Contrariando la percepción de la inmensa mayoría de los seres humanos contemporáneos, las cifras revelan que nunca en la historia de la especie humana (unos ciento treinta siglos, de los que existen registros fiables) este planeta ha vivido una época, como la actual, con menos guerras y enfrentamientos. Un dato revelador: desde 1945, cuando terminó la Segunda Guerra Mundial, ningún país independiente ha sido conquistado y borrado de la faz de la Tierra. Lo cual, con los antecedentes históricos a la vista, no es poca cosa. Y no sólo las guerras han menguado en frecuencia, duración e intensidad, sino que las hambrunas en gran escala están casi desaparecidas.
En 2001, al empezar este siglo, hubo en el mundo 56 millones de muertes. De ese total, 310.000 personas murieron en algún conflicto armado. Un número tremendo, qué duda cabe, pero que representa el 0,54 por ciento de los fallecimientos anuales, una cifra muy inferior a la correspondiente a la gran mayoría de los años de todos los siglos previos. Y, por cierto, 2001 no fue un año de armonía y entendimiento. Fue el año de los atentados terroristas en Nueva York y Washington y del comienzo de la guerra en Afganistán. Dicho sea de paso, 520.000 personas murieron ese año por crímenes violentos, es decir el 0,91 por ciento, y 1’260.000 en accidentes de tránsito.
Yuval Noah Harari, un experto en la historia del mundo y en los procesos macrohistóricos, quien se dio el trabajo paciente de recopilar esas cifras, asegura que “la mayoría de la gente no aprecia lo pacífica que es la era en que vivimos”. Lo afirma un experto, con quien coinciden, salvo excepciones, todos los demás expertos.
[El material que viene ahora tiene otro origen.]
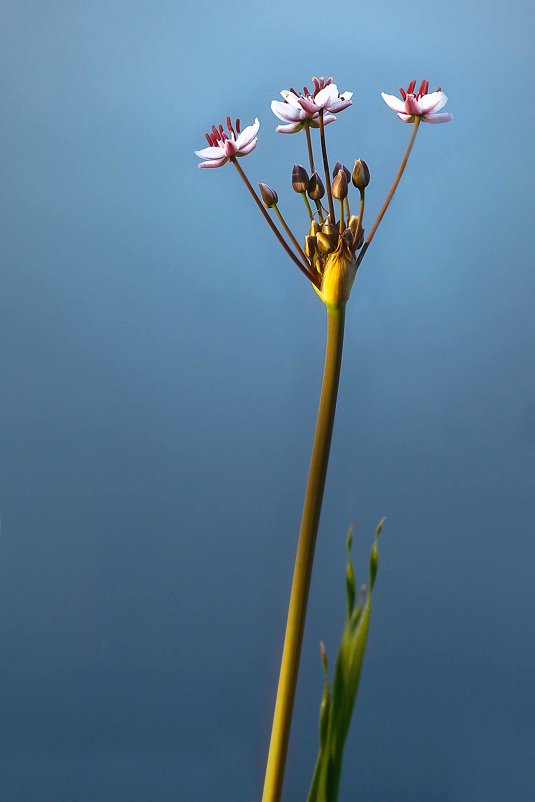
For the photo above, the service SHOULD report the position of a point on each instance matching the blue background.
(161, 361)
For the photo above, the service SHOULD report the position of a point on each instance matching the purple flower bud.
(316, 190)
(339, 166)
(299, 178)
(269, 196)
(361, 174)
(339, 187)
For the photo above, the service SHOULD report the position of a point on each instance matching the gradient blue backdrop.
(161, 362)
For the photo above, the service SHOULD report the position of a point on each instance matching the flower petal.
(218, 163)
(247, 148)
(291, 98)
(210, 153)
(339, 105)
(286, 112)
(248, 134)
(395, 103)
(326, 96)
(433, 102)
(437, 118)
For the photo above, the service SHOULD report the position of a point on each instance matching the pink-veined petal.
(286, 112)
(433, 102)
(210, 153)
(412, 106)
(308, 105)
(292, 128)
(247, 148)
(217, 163)
(247, 134)
(437, 118)
(395, 103)
(326, 96)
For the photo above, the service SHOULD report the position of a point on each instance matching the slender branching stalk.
(326, 166)
(393, 188)
(303, 267)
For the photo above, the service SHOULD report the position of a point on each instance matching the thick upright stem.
(293, 639)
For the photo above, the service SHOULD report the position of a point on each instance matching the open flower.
(300, 110)
(423, 104)
(223, 146)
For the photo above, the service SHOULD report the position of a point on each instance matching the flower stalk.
(330, 257)
(293, 639)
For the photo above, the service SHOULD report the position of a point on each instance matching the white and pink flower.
(223, 146)
(300, 110)
(421, 104)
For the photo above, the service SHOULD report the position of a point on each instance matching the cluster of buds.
(331, 246)
(334, 246)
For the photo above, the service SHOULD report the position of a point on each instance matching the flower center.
(423, 90)
(217, 136)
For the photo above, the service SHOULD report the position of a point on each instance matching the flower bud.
(315, 190)
(361, 174)
(299, 178)
(269, 196)
(339, 166)
(339, 186)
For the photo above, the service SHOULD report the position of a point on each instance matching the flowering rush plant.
(329, 256)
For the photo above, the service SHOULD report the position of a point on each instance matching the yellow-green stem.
(295, 626)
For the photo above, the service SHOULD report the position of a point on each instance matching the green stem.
(293, 638)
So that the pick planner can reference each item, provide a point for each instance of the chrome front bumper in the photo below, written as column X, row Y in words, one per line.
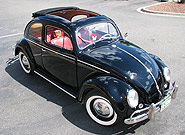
column 148, row 112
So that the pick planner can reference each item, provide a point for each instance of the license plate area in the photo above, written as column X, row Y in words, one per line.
column 165, row 103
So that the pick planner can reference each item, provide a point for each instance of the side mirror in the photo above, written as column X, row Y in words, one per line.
column 126, row 35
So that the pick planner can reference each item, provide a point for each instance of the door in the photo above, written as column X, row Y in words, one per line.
column 34, row 39
column 58, row 56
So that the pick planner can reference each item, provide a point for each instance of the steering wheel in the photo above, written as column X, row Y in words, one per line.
column 105, row 36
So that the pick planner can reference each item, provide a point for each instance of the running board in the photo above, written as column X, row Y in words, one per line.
column 52, row 82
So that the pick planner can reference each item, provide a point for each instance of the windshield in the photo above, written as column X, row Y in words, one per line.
column 94, row 33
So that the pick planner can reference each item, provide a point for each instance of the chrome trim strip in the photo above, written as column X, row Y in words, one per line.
column 153, row 108
column 144, row 66
column 55, row 84
column 43, row 47
column 94, row 66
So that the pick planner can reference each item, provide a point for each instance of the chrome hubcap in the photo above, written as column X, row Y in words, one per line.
column 103, row 108
column 24, row 62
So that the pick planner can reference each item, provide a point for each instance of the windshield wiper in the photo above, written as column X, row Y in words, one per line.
column 82, row 40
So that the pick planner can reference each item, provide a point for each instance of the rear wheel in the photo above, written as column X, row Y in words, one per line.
column 100, row 109
column 25, row 63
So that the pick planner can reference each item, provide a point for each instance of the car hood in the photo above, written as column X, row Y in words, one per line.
column 129, row 61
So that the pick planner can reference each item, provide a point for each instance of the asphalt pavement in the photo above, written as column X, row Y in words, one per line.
column 30, row 105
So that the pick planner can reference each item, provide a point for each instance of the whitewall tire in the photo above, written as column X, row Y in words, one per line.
column 100, row 109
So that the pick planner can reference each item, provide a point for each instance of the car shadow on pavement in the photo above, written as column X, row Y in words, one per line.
column 73, row 111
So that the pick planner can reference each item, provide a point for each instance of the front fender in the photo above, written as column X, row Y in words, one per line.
column 115, row 89
column 24, row 46
column 158, row 61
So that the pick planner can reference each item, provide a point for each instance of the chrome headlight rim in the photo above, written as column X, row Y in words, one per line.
column 166, row 73
column 132, row 98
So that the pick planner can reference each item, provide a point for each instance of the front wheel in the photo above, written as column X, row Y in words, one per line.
column 100, row 109
column 25, row 63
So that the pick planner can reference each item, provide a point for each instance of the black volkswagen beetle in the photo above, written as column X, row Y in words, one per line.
column 84, row 54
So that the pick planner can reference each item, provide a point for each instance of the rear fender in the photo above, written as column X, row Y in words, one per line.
column 115, row 89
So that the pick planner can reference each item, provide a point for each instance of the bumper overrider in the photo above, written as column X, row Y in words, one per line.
column 148, row 112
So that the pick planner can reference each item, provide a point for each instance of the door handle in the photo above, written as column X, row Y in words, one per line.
column 43, row 49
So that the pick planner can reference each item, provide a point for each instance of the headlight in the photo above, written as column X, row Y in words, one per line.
column 166, row 72
column 132, row 98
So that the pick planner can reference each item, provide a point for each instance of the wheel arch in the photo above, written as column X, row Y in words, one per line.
column 114, row 88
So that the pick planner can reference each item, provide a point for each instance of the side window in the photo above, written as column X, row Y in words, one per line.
column 58, row 37
column 36, row 30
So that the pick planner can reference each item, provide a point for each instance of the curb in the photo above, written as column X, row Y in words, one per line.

Steven Pinker, por ejemplo, catedrático de la Universidad de Harvard, sostiene —y, claro, lo hace con datos— que “vivimos la época más pacífica y próspera de la historia”, en la que “la gente, a lo largo y ancho del mundo, es más rica, más libre, más educada, tiene más salud, es más tolerante y goza de mayor igualdad que nunca antes”. Nada menos. La ley de la selva no está en vigencia.
El “efecto CNN”
Lo sorprendente es, sin embargo, que la mayoría de la gente está convencida de lo contrario. Un estudio del Instituto Motivaction, difundido a finales de 2016, reveló que el 87 por ciento de la población mundial (algo más de 6.000 de los 7.000 millones de seres humanos contemporáneos) cree que en los últimos veinte años la situación global ha empeorado o, al menos, no ha mejorado. Y, desde luego, detrás del auge nefasto del populismo más estruendoso (desde Donald Trump y los ultranacionalistas europeos hasta Vladímir Putin y los socialistas del siglo 21), se esconde esa percepción tan difundida sobre la marcha torcida del mundo, lo que causa un desasosiego masivo del que se aprovechan los peores demagogos para plantear cambios completos y radicales, que no dejen piedra sobre piedra del viejo régimen.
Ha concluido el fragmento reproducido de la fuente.